O governo calcula que a repatriação renderá 11 bilhões de reais, quantia capaz de compensar o rombo nas contas públicas. Recorrer a esse lamentável expediente significa desespero. Daqui a pouco, para livrar-se da bancarrota, a equipe econômica colocará à venda para o exterior crianças cujos pais se encontrem desempregados. Ou criará a flagelação preventiva para quantos cidadãos não conseguem pagar impostos, cobrando entrada do espetáculo nos grandes estádios de futebol.
Em suma, ainda que por maioria limitada, a Câmara livrou-se temporariamente de transformar o Brasil no paraíso dos gatunos.
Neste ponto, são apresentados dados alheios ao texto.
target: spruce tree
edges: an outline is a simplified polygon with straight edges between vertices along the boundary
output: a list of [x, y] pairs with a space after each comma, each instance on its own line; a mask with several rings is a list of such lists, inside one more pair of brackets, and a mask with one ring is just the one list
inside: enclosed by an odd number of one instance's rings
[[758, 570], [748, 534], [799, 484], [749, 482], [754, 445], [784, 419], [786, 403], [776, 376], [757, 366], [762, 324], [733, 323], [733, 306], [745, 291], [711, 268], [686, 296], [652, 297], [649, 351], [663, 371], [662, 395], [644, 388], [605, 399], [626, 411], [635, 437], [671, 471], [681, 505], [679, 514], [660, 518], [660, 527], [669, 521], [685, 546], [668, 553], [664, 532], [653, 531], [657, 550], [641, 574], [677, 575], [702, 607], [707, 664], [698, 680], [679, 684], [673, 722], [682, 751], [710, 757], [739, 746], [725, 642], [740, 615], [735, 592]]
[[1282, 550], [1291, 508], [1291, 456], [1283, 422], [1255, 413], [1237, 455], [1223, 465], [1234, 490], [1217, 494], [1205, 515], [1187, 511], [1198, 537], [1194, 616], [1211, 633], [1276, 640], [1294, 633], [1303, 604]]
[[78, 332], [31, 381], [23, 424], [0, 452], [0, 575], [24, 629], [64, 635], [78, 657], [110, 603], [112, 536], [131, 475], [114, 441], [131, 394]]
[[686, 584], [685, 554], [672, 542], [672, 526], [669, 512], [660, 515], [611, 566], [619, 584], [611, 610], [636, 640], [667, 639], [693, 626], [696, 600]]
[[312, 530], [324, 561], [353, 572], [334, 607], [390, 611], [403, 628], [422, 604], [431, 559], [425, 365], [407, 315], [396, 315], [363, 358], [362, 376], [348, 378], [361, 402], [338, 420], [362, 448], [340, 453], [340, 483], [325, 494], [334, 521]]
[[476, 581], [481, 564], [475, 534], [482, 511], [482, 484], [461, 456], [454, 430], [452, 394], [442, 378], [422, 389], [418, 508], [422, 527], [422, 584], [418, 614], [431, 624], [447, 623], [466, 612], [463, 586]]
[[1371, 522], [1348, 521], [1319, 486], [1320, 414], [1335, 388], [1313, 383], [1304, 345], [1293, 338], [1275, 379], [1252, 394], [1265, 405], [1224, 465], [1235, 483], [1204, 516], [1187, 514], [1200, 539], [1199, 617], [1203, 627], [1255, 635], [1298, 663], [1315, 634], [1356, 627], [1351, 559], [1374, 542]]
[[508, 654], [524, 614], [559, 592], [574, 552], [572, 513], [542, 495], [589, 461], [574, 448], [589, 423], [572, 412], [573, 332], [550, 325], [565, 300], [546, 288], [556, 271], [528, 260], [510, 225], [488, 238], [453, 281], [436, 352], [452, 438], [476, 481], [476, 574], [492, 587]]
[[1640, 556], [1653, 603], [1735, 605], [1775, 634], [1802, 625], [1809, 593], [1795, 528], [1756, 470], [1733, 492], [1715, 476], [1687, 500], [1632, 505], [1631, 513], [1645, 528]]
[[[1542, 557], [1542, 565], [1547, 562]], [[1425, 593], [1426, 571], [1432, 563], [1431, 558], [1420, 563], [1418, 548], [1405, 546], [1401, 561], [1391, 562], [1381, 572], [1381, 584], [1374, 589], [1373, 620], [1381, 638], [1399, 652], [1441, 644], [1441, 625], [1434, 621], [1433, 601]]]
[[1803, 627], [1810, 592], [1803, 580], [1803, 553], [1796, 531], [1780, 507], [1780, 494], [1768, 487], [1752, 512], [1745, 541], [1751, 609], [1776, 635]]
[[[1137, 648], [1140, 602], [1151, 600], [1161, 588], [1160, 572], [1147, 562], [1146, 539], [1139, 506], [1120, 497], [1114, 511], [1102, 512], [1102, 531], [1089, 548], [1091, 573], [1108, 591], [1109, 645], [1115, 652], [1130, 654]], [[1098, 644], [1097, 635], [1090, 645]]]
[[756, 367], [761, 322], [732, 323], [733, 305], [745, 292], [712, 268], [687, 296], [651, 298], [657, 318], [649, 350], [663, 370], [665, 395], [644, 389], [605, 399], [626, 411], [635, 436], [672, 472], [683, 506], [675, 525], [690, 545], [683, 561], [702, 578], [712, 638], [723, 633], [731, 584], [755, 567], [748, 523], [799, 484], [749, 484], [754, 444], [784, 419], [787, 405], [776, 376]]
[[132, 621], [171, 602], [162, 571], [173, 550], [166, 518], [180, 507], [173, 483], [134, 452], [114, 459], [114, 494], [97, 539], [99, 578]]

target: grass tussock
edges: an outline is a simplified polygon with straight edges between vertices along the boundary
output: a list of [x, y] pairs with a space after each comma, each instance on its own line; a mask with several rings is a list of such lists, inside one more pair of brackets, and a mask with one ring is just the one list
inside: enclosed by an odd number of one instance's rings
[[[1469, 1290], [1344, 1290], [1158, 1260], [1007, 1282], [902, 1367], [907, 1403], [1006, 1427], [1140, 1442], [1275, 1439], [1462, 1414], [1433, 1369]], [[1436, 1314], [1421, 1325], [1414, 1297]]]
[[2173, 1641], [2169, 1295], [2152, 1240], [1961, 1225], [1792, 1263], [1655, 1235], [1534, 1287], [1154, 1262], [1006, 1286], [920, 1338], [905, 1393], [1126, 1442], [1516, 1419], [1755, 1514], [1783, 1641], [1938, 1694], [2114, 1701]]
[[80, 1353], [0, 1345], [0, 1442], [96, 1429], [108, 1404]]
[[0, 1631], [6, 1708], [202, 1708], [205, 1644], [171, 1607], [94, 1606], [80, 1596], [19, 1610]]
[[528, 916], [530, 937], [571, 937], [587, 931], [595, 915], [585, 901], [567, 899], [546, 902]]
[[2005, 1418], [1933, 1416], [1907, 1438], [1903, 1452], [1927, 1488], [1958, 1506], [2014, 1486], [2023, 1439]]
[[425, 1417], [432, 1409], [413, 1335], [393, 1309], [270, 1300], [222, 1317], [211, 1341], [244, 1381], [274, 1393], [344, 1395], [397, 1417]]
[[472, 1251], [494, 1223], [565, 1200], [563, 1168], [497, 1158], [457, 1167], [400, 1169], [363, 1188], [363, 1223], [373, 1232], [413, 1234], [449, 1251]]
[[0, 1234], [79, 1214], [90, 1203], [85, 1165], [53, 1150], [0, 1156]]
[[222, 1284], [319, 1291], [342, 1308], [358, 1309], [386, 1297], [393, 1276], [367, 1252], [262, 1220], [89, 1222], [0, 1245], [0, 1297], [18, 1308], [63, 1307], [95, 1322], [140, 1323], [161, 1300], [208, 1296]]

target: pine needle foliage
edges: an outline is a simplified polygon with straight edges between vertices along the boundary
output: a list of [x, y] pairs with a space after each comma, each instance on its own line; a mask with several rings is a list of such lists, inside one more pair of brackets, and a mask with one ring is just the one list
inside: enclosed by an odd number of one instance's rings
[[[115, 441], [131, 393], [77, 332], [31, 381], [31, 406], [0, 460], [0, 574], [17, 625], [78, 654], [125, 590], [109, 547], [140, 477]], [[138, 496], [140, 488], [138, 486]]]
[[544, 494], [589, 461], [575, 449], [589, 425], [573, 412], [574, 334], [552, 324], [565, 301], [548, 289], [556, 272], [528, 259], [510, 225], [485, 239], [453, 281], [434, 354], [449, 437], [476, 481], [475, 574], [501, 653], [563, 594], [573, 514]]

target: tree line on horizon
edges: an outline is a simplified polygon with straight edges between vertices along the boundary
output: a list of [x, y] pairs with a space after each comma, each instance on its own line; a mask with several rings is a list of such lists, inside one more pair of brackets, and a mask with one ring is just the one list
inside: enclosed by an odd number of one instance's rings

Só que a possibilidade continua em aberto.
A MODA PEGOU
Começou com os técnicos de times de futebol. No banco, sempre que comentavam mudanças de estratégia com jogadores e auxiliares, eles cobriam a boca com as mãos. Temiam que os adversários tivessem assessores especializados na leitura labial. Mesmo televisados à distância, os técnicos poderiam ser flagrados ao transmitir instruções táticas.
Pois a moda pegou no Congresso. Põe a mão na boca quem fica nas mesas diretoras, ao falar com o colega do lado. Nos microfones dos plenários o fenômeno já se repete. As câmeras de televisão estão vigilantes e filmam Suas Excelências o tempo todo. Assim, melhor o país não conhecer suas confidências e, com certeza, suas críticas a companheiros. Daqui a pouco as sessões precisarão realizar-se na mais completa escuridão.